Accepting Maduro’s rhetoric makes it easier for the government to deny responsibility for the economic crisis. He has repeatedly blamed the current situation on U.S. sanctions on Venezuelan leaders, ignoring that these sanctions were placed on the vice president of Venezuela, an international drug trafficker with connections to a Colombian drug lord and a Mexican drug cartel. Maduro tries to dress this economic crisis in rhetoric of capitalist rightwing businesses sabotaging state-run socialism. Although it is true that the United States government has prevented Venezuela from receiving necessary foreign investment by pressuring investors and bankers to avoid deals with Maduro, the magnitude of the economic disaster cannot be accounted by solely blaming the US. With a GDP per capita 40% less than it was in 2013 and an estimated unemployment rate above 20%, Maduro can no longer look for scapegoats.

While Chavez was largely seen as a hero for the poor, multiple years of bad governance have bred a lot of domestic resistance against Maduro. Unfortunately, protests have failed to change this political and economic status quo. An 80-day protest rejected Maduro’s thinly veiled democratic excuse for a constitution with a clear dictatorial bent. However, this did little to stop him from continuing his rising military dictatorship. A wave of violence in February 2014 killed 43 and in June this year, a gunman in a helicopter threw grenades at the Supreme Court building in downtown Caracas. Initial support erupted on social media, vitalized by this indication that Maduro’s government may be reaching its termination date. However, many have suggested Maduro’s forces staged this incident as an excuse for institutionalizing more repression. No military action was taken against this rebellion and no one was injured. These allegations diffused any real reaction from the public and once again, the status quo in Venezuela prevailed.

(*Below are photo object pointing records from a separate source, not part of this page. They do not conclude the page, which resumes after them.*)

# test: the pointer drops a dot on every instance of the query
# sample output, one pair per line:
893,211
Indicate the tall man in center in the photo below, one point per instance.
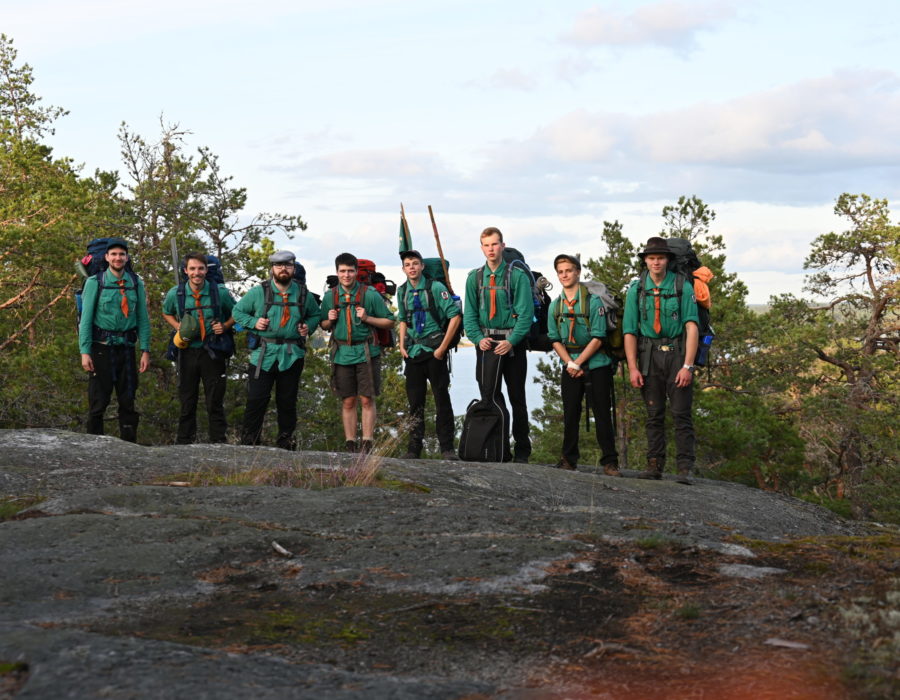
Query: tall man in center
429,319
282,314
351,311
497,317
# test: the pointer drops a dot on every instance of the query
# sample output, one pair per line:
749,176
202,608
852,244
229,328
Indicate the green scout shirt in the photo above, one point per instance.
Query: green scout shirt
105,312
349,327
674,312
558,332
518,318
226,304
252,306
442,303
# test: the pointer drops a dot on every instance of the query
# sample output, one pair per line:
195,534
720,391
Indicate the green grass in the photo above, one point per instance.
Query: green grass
10,506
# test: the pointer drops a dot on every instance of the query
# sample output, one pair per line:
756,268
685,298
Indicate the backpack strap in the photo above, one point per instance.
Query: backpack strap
506,285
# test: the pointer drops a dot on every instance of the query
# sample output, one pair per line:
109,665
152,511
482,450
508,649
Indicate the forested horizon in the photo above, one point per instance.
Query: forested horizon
800,397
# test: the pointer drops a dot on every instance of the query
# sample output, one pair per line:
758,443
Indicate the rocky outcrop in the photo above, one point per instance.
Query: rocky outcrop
442,581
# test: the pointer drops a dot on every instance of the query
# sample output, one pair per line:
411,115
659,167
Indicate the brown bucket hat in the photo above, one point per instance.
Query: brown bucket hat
656,246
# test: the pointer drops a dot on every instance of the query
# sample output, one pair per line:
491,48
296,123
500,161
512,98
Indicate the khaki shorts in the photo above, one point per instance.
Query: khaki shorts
357,380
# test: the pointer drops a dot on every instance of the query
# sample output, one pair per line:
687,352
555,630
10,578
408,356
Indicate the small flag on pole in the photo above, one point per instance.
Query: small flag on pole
405,236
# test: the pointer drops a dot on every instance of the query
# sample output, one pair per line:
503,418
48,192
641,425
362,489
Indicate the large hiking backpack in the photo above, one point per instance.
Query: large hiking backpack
614,344
368,275
537,338
686,267
222,344
94,264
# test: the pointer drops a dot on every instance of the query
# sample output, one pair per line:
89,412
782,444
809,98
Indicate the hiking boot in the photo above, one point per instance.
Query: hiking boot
653,470
286,442
684,476
611,469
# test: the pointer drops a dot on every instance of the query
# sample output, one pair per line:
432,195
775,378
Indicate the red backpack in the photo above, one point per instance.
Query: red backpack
367,276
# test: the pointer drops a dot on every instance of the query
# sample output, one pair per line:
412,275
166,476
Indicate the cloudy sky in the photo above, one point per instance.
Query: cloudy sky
544,119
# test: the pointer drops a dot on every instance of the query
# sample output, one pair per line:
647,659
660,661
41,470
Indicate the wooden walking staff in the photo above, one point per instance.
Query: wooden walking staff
440,251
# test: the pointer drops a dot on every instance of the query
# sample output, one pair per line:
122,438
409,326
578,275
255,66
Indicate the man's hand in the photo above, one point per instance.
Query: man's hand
684,377
503,347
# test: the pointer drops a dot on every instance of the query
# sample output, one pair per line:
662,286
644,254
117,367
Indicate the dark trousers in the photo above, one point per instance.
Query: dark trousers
597,384
195,365
114,368
514,370
418,374
659,387
259,389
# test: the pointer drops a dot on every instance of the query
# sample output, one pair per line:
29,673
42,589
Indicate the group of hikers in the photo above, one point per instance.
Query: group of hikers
659,323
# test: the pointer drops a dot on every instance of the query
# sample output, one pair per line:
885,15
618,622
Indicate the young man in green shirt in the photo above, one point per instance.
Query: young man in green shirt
114,319
577,328
497,321
351,316
660,344
199,361
282,327
429,319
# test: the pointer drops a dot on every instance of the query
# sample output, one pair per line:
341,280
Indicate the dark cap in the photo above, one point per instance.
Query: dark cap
117,243
567,258
282,257
656,246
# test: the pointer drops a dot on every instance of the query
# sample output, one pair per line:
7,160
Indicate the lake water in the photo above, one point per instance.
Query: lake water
464,387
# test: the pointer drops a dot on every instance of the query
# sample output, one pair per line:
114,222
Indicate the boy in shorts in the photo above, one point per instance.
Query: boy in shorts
351,311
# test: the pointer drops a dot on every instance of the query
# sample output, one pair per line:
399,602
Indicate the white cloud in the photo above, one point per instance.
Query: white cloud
844,120
512,79
580,137
667,23
376,163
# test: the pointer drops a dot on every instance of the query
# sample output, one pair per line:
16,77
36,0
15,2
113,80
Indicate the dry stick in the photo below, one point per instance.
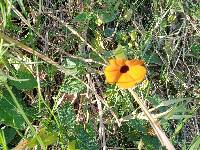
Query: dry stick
49,43
101,125
77,34
161,135
61,68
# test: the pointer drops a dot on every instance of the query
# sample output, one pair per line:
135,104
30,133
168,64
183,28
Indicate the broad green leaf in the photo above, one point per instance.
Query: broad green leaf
71,145
47,138
8,112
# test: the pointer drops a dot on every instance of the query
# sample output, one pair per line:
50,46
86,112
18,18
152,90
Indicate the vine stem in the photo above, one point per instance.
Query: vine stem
155,124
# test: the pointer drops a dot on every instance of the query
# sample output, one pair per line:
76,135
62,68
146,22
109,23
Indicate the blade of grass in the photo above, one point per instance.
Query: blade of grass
161,135
25,117
3,140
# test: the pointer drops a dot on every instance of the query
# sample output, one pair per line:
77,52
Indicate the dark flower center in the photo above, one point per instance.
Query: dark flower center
124,69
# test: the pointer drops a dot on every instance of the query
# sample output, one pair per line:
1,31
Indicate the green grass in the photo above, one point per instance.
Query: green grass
53,93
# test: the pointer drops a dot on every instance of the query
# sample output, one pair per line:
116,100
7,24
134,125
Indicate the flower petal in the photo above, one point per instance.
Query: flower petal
112,76
120,62
125,81
137,73
134,62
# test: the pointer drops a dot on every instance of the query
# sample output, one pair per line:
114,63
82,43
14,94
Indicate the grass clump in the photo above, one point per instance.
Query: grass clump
53,93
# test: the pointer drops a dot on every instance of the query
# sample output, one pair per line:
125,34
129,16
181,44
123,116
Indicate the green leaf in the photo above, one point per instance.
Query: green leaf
71,145
195,143
8,112
23,73
119,52
47,138
84,16
71,85
107,16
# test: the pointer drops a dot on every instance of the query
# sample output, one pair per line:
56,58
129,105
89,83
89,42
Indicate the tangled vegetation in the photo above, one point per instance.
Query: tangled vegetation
53,90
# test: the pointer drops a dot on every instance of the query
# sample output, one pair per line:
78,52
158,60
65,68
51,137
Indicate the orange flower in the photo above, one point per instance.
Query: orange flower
125,73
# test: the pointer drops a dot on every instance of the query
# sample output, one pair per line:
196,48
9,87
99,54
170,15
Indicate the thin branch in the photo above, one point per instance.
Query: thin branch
155,124
101,124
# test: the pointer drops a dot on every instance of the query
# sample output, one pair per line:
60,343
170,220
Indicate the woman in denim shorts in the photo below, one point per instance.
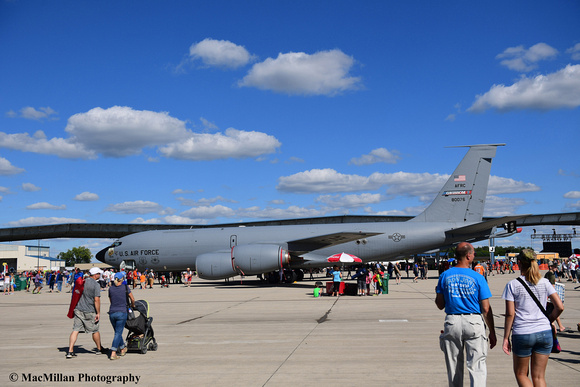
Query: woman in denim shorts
530,329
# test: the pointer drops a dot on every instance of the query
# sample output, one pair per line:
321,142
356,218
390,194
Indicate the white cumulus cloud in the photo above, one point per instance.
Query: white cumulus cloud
45,206
87,197
31,113
6,168
138,207
543,92
121,131
233,144
574,51
298,73
220,53
41,221
524,60
29,187
572,195
379,155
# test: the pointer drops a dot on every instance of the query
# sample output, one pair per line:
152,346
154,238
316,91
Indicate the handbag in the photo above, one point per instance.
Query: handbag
556,348
130,312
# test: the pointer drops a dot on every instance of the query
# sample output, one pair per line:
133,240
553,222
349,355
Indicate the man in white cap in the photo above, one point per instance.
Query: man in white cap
87,313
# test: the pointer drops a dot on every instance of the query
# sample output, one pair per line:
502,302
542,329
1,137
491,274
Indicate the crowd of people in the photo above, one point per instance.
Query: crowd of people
533,304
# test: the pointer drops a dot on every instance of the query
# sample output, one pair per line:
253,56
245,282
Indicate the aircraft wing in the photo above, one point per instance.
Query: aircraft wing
321,241
480,227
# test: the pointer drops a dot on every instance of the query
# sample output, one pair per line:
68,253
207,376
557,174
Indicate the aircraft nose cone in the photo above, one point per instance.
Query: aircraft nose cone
101,255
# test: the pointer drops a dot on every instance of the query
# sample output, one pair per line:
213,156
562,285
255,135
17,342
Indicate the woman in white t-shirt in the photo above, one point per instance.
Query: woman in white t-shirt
530,329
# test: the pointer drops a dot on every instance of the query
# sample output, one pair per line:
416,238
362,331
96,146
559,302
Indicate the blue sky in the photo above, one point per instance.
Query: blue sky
226,111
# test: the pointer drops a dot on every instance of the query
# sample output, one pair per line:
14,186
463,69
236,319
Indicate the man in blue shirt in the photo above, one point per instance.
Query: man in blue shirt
464,294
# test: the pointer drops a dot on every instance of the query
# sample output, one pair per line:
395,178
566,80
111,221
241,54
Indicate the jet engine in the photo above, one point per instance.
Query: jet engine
257,259
215,266
243,259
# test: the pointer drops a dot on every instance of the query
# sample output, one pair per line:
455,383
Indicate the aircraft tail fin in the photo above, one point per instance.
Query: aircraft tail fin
462,198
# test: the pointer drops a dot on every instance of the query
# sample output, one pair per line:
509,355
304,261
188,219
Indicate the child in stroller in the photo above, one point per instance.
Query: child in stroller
140,337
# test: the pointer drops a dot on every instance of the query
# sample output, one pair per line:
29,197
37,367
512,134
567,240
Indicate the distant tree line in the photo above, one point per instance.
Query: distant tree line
76,255
499,250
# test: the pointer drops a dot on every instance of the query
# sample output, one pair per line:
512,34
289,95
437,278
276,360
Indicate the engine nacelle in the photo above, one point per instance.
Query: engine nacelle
215,266
257,259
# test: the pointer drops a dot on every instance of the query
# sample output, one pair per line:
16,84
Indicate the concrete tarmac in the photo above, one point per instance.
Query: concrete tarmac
246,334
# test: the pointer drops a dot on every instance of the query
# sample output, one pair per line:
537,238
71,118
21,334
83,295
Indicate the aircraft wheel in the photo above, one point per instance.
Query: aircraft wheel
299,274
291,276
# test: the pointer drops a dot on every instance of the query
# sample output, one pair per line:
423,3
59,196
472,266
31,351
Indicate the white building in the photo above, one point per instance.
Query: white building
19,258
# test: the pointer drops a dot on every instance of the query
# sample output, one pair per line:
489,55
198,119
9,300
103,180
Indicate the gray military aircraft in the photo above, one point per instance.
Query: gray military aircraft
455,215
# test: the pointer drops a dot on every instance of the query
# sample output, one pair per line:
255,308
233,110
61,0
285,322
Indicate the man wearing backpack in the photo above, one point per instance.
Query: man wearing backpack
87,313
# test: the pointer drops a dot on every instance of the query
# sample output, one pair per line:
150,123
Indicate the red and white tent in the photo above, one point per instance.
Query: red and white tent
343,257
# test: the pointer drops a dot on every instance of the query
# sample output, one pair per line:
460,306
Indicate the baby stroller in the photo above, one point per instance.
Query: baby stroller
140,337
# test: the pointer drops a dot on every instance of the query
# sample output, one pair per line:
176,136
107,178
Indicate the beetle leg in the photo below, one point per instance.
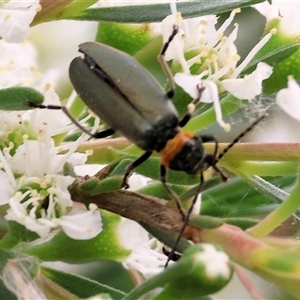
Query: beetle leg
132,166
96,135
186,220
211,138
164,64
163,172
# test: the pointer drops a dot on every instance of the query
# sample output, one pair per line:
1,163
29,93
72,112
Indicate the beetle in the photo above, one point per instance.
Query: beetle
129,99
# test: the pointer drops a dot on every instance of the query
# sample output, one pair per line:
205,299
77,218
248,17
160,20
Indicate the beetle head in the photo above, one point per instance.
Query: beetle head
192,158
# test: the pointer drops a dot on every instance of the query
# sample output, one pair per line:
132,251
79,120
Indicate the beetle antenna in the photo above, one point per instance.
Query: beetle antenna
189,212
241,135
163,63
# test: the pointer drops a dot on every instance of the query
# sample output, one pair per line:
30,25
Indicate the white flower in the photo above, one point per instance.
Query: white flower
17,278
145,257
289,99
15,18
216,59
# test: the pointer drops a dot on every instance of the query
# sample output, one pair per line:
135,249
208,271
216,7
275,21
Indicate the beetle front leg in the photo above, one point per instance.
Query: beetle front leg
163,172
212,159
132,166
97,135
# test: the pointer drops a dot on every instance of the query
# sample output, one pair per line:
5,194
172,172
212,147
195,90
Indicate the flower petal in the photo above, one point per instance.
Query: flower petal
82,225
249,86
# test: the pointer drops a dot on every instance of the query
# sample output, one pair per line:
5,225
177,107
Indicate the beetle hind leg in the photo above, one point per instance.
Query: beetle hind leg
164,64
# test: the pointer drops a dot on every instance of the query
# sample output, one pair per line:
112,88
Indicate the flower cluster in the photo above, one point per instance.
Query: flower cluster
213,60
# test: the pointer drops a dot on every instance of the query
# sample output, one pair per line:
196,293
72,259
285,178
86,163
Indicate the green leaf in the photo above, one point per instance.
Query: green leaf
157,12
17,233
4,292
80,286
16,98
104,246
16,267
189,278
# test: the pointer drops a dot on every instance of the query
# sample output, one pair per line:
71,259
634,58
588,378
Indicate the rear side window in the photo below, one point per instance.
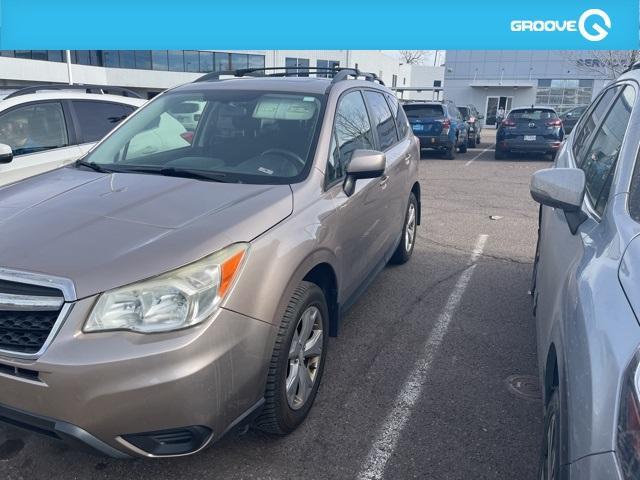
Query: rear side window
532,114
96,119
398,112
352,132
590,123
601,157
423,111
384,124
34,128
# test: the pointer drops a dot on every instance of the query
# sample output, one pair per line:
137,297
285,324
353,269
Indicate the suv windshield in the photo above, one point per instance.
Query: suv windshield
533,114
422,111
230,136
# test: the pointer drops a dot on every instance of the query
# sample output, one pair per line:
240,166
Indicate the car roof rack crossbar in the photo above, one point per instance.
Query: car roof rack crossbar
633,66
345,73
97,89
337,73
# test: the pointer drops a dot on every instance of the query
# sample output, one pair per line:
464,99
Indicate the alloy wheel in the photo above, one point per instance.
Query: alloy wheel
305,354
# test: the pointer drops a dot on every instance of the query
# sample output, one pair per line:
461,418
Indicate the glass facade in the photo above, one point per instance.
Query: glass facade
564,94
197,61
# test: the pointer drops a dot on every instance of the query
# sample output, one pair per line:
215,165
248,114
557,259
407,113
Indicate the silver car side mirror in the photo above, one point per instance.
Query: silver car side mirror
364,164
561,188
6,154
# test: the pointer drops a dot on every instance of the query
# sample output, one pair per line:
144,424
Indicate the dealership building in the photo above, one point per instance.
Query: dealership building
149,72
494,79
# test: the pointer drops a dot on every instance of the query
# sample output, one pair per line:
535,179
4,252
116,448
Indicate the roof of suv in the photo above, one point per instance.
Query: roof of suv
69,95
316,85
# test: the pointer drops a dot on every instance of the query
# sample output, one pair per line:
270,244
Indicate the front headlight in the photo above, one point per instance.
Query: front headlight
174,300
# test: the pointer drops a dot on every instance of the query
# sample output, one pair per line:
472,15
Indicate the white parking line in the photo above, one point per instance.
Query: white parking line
387,438
479,155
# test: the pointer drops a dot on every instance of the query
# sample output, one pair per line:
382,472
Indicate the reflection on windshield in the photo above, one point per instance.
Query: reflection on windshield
252,137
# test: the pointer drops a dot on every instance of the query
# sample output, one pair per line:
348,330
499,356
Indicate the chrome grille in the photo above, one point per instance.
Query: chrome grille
29,316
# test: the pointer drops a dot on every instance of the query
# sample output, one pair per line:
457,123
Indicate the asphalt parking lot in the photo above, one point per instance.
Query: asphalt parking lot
416,384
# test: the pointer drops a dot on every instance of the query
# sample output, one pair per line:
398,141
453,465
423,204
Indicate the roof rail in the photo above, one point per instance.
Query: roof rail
633,66
98,89
337,72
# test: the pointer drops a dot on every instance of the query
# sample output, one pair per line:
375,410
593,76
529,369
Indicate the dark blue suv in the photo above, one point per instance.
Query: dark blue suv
439,126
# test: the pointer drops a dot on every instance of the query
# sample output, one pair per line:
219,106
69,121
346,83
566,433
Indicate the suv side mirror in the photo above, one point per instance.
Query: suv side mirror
6,154
364,164
561,188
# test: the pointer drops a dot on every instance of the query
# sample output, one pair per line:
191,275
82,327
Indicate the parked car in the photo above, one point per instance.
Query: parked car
50,126
474,123
586,293
571,117
149,303
439,126
529,130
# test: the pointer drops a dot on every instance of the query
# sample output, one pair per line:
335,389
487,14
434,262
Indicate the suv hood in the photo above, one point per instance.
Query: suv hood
108,230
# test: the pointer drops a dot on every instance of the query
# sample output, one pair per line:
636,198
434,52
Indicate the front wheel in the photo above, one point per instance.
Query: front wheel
549,466
408,240
297,362
464,145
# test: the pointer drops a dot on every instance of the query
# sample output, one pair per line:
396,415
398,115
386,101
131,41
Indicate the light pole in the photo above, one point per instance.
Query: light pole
68,55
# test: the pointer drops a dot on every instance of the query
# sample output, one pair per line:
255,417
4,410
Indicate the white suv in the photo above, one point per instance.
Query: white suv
47,127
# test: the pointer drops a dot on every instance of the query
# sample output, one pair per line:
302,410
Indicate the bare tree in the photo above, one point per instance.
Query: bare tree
607,63
412,57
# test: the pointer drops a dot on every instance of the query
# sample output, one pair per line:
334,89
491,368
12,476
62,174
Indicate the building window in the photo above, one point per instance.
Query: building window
564,94
159,60
239,61
222,61
206,62
326,64
143,59
176,60
110,58
55,56
22,54
191,61
295,63
127,59
256,61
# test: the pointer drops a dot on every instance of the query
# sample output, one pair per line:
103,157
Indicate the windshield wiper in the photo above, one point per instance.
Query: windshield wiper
176,172
93,166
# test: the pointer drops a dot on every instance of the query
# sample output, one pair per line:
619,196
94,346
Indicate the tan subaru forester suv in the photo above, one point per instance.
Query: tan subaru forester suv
152,299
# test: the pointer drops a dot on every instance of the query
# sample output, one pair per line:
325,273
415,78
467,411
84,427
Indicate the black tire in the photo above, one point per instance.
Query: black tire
450,153
402,253
277,416
464,145
550,464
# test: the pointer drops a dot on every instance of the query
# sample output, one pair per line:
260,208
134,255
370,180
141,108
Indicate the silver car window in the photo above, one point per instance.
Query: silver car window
601,158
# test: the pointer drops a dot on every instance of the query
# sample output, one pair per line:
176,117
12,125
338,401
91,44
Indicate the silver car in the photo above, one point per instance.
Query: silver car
153,298
586,293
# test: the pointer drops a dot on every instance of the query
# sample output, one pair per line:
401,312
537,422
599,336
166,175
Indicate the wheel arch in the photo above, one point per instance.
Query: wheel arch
415,189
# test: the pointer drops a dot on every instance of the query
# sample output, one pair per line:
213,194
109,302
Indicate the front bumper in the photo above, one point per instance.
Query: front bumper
596,467
538,146
438,142
103,388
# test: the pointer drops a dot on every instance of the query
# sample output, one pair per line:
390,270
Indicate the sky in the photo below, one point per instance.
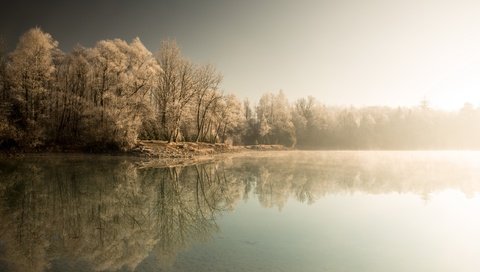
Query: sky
342,52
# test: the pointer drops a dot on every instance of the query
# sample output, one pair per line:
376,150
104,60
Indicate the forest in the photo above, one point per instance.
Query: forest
112,95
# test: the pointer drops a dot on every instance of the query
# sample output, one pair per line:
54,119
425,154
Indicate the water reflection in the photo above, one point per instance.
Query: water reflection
109,214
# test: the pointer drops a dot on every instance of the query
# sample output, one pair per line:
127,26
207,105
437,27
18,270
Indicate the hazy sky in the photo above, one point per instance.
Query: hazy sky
342,52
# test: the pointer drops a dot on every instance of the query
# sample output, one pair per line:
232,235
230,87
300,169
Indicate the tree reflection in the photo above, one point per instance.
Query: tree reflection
111,214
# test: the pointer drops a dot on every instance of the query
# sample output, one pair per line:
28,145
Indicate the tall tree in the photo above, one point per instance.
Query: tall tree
30,76
176,88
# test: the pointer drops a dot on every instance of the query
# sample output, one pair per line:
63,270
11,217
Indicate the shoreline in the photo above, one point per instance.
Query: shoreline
158,152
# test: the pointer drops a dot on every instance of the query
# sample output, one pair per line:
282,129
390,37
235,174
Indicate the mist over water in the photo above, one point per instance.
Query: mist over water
281,211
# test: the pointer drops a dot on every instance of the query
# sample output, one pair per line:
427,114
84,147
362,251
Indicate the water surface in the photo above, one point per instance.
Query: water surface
281,211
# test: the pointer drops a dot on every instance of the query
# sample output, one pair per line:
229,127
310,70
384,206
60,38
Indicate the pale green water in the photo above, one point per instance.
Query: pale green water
282,211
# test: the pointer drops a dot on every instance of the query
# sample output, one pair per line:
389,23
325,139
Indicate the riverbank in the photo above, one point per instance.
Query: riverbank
154,150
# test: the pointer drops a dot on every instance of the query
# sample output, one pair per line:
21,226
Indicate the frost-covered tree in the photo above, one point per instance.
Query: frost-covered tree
275,120
175,90
30,73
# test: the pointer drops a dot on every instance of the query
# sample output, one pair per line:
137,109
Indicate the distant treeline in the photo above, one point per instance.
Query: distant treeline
115,93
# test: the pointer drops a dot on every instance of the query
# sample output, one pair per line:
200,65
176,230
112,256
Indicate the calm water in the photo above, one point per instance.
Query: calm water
283,211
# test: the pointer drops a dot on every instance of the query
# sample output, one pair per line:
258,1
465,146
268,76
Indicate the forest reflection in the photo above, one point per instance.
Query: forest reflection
110,214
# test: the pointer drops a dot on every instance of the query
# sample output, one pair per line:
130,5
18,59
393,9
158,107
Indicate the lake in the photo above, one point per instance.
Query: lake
279,211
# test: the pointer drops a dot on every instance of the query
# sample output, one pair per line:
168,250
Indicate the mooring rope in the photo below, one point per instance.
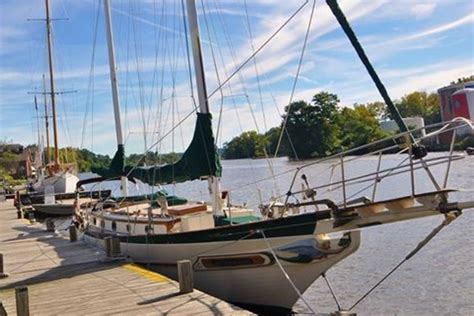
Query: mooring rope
284,272
448,219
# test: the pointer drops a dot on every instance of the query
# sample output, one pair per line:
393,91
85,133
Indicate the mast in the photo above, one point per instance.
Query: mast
46,120
214,187
115,93
51,81
39,152
113,74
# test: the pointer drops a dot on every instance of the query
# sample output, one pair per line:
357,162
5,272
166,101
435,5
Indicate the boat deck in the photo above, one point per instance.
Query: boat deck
73,278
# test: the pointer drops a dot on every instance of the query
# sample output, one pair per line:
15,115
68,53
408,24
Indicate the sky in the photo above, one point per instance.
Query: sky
413,45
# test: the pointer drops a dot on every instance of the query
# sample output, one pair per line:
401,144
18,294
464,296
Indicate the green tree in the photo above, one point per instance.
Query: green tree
312,127
246,145
358,126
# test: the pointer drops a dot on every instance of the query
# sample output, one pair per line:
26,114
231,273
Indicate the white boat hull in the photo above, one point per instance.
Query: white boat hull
264,287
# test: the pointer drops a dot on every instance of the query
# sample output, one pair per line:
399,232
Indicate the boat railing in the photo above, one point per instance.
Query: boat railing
401,143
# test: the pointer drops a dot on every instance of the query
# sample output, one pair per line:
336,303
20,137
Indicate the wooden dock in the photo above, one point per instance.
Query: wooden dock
72,278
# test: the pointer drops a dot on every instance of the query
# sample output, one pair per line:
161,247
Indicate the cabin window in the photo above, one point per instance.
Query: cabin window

While his recent announcement to restructure Venezuela’s debt repayment is an important step in right direction, it cannot be overlooked that the only coverage of this humanitarian disaster has come in the form of alternative media. Both Chavez and Maduro stopped publishing any reliable statistics, especially any data on economic growth and inflation. For all of Maduro’s claims of ridding Venezuela of corruption, the administration received bribes for construction projects worth millions of dollars, amassing substantial debt. The entire administration (from the military to the Supreme Court) holds the real power in Venezuela and none are willing to relinquish this hegemony.

The crisis in Venezuela is unlike any other seen before. Its general count outnumbers the United States’, its oil resources easily rival Saudi Arabia’s and Venezuela was clearly a developed country a few decades ago. Nevertheless it suffers from many of the same problems that have befallen developing countries – a one-resource dependent economy and a military dictatorship.